Now, when I got over to St. Vincent's school, I was a total stranger. I was out of my neighborhood. I didn't know anybody. But I did make friends with a boy whose name was Clarence Kelly.

I used to get my 15 cents or a quarter for my luncheon. He taught me how to go to a bakery and get a loaf of bread. Then he showed me also one time to get a can of kidney beans. We took them and sat under the elevated tracks in Chicago near the school and had our own [unclear].

But Clarence and I became good friends. His parents weren't very rich, I guess, or wealthy or well-to-do. They lived in a poor neighborhood. My father's house was the nice one over in Lincoln Park. One day I brought Clarence over, and my mother came to open the door. Just as I was about to introduce him, Clarence said to my mother, "Excuse my appearance, ma'am, but my appearance are poor." Well, that was Clarence.

I liked Clarence very much, but he was kind of backward - not backward, but reticent. He didn't like to speak out to himself.

One day we were having this instruction in class, and Father Divine came in. Now, Father Divine was the instructor for our group. He was the boss of the catechism group. He was a man, I would say about 50 years old at the time, and he was short and fat.

Can you imagine a great big sack of potatoes, about two feet around, a couple of feet sticking out at the bottom, and a pumpkin on his head, and this rope tied around his middle? That's the picture I have of Father Divine. He never smiled. He was a complete grouch. We were scared to death of him, and so was the nun.

Now, this morning he came into the classroom, and we all had to rise and say, "Good morning, Father." Then we sat down. He just stood in front of us and said, "How many of you were at Mass last Sunday?" All hands went up. I was in the fourth row; Clarence was in the front. All hands went up except Clarence's.

"Stand up. Why weren't you at Mass last Sunday?"
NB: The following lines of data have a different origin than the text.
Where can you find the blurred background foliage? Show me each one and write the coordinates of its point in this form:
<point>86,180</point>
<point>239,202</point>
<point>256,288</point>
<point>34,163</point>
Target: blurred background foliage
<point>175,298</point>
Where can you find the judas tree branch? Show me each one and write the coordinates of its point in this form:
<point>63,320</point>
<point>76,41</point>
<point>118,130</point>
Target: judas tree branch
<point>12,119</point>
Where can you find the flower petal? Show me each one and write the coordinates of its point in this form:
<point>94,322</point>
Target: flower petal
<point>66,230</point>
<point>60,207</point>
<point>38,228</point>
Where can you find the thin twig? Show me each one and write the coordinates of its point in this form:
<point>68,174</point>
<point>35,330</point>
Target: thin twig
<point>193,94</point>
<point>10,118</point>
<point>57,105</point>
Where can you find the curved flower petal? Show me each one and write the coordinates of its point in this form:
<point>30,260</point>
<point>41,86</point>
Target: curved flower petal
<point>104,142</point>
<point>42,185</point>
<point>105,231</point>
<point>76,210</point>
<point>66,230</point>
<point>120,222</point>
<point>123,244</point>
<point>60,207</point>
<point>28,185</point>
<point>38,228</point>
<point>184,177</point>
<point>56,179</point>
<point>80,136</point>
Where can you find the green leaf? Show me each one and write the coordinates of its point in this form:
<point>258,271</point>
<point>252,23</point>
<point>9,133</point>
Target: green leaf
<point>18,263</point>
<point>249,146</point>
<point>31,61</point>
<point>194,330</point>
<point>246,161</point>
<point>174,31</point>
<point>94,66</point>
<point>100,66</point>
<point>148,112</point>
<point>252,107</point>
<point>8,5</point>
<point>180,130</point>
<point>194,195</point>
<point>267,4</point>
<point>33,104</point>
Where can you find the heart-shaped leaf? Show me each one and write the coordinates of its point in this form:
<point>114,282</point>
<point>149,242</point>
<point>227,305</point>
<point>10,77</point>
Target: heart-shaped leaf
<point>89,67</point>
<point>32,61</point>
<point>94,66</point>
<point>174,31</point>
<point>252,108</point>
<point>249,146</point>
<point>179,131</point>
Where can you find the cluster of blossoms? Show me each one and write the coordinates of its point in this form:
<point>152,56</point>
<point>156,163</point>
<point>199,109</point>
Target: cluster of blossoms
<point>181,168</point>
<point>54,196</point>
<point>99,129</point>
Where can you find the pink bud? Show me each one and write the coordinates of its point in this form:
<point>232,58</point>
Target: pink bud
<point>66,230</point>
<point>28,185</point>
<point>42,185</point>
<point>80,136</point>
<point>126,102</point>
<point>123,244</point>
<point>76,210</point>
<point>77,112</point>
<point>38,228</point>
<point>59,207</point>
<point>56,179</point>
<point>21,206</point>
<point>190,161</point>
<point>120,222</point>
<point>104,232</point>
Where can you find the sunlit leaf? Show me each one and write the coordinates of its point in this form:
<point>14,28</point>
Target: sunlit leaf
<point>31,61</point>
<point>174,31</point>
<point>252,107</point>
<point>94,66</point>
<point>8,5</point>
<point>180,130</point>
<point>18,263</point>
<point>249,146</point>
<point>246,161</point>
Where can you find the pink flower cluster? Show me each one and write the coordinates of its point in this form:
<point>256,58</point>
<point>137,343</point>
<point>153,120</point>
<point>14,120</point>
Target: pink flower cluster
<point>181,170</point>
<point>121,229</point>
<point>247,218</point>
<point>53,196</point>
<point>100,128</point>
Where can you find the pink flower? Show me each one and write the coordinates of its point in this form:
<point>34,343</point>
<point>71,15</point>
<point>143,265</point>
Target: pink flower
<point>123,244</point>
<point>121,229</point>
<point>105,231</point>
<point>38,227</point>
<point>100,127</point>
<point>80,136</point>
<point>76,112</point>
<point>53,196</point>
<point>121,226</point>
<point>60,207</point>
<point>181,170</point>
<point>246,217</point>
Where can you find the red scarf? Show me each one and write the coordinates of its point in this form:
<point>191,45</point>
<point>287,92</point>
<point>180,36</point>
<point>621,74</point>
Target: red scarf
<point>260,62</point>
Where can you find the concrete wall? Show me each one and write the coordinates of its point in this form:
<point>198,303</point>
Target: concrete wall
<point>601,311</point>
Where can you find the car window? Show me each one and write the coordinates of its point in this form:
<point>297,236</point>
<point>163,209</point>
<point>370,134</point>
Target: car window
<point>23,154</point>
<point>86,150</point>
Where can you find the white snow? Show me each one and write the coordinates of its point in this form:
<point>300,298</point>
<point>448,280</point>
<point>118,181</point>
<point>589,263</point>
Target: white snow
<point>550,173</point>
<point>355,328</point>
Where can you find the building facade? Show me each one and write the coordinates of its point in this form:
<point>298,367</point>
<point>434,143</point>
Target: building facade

"My mother was sick, Father."

"When was the last time you were at Mass?"

"Thanksgiving, Father."

That was about two weeks past. He took his hand and put it on the side of Clarence's face, and poor Clarence went to the floor. Well, one was scared to death of him.

Anyway, we continued with our instructions, and the next day or two we had to go to confession in St. Vincent's Church. St. Vincent's Church is one of the old kind of churches. It's very big inside. It was like a cathedral, all stone. You walked in the church and it was cold. You felt chilled. It was dark and dank. The confessionals were something like the little boy told in the story. The boxes were built into the wall.

I got into the confessional and my turn came. When the door slid back - the slide went back - I said, "Bless me, Father, this is my first..." Then I stopped.

"Go on. Tell me your sins."

"I swore, Father."

"You swore. What did you say?"

"I don't remember, Father."

"You don't remember? Then get out of here and come back after you've examined your conscience."

That was the end of my story. I went out, and I went back later on.

**Interviewer:** What about your friend?

**Philip II:** Oh, my friend wasn't any part of that story. Clarence Kelly, I haven't heard of. I don't know where he is. Except Clarence Kelly is the name of who now heads the FBI. He's not the same one. Oh, no. I don't have any recollection of Clarence after that. Then the next year we moved to Rogers Park, so I didn't see Clarence anymore.